The Court of Appeal has delivered an excoriating assessment of a judge’s ‘unprecedented’ summary dismissal of care proceedings at an interim procedural stage.

Lord Justice Peter Jackson said neither the local authority nor the courts had acted correctly in H-L (Children: Summary Dismissal of Care Proceedings: the council handled the issue in a ‘shambolic matter’, while the court took more than a year but still had not established how the girl at the heart of proceedings had been injured.

The judgment upheld an appeal against summary dismissal of care proceedings and ordered fresh proceedings, allocated to a different judge.

The case concerned a then two-year-old child who was found with 20 bruises that could only have been caused by the mother, father and a non-family carer.

In May 2018, the local authority insisted the girl be placed in her father’s care, overlooking that she had been in his care during a period when her injuries could have been caused.

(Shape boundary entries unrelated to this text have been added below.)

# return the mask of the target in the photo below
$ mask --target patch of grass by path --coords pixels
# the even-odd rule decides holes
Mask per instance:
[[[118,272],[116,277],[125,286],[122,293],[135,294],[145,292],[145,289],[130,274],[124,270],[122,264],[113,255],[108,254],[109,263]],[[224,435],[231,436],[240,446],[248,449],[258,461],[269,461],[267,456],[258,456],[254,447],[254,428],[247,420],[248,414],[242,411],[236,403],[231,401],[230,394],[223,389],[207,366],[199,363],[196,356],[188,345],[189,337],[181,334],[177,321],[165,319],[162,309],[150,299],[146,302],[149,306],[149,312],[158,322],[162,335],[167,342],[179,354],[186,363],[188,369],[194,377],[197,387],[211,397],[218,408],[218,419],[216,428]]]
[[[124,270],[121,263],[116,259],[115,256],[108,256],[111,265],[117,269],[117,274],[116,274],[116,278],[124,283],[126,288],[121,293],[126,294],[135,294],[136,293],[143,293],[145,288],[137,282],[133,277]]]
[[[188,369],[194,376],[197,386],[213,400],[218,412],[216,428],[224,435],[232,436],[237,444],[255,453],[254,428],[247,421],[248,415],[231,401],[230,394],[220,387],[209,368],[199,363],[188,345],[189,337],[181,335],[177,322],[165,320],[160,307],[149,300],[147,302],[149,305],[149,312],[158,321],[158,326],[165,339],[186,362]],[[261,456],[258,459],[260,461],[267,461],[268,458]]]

Lawyers for the local authority advised that the threshold for court proceedings had been crossed, but it was not until August that care proceedings were issued.

Between September and December eight hearings took place, seven of which were conducted by the allocated judge, His Honour Judge Wicks. At the five transcribed hearings, the local authority and guardian were each represented by three different counsel one of who advanced 'obviously fallacious arguments'. 

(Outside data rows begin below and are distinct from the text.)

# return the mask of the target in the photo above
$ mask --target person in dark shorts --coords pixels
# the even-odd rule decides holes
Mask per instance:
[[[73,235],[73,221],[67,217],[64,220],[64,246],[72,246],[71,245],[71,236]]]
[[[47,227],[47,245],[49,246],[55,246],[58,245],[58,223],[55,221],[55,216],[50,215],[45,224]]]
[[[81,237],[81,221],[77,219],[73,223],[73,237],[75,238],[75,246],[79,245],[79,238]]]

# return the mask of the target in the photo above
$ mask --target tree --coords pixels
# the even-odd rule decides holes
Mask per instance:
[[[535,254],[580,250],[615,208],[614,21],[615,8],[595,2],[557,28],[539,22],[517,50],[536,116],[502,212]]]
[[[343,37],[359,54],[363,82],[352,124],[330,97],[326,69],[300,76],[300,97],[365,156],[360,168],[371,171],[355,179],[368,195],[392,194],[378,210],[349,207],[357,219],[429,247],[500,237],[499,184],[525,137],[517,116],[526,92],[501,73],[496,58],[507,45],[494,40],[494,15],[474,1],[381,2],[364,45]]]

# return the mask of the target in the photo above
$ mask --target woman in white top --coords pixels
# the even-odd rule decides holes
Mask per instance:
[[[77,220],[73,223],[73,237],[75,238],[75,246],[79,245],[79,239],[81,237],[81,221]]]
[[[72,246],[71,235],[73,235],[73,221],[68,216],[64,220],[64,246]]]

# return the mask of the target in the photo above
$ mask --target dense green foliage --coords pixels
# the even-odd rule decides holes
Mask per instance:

Peter Jackson LJ said the allocated judge held a binary view that the threshold for care proceedings was not met just because the child was supposedly in a safe placement. The judge conflated arguments about the strength of the evidence, the requirements for considering a pool of perpetrators and the issue of delay, and reached a conclusion that was wrong, it was ruled.

Peter Jackson LJ added: ‘[The judge] should particularly have cautioned himself against terminating the proceedings when that course did not have the support of the guardian, nor any written analysis from her. He should ultimately have seen the absurd impracticality of this unprecedented outcome, and the inappropriateness of private law proceedings as a surrogate forum for child protection.

‘The injuries to this child cried out for investigation and the law, far from preventing it, positively demanded it.’

An interim supervision order will be made, to continue until the conclusion of proceedings.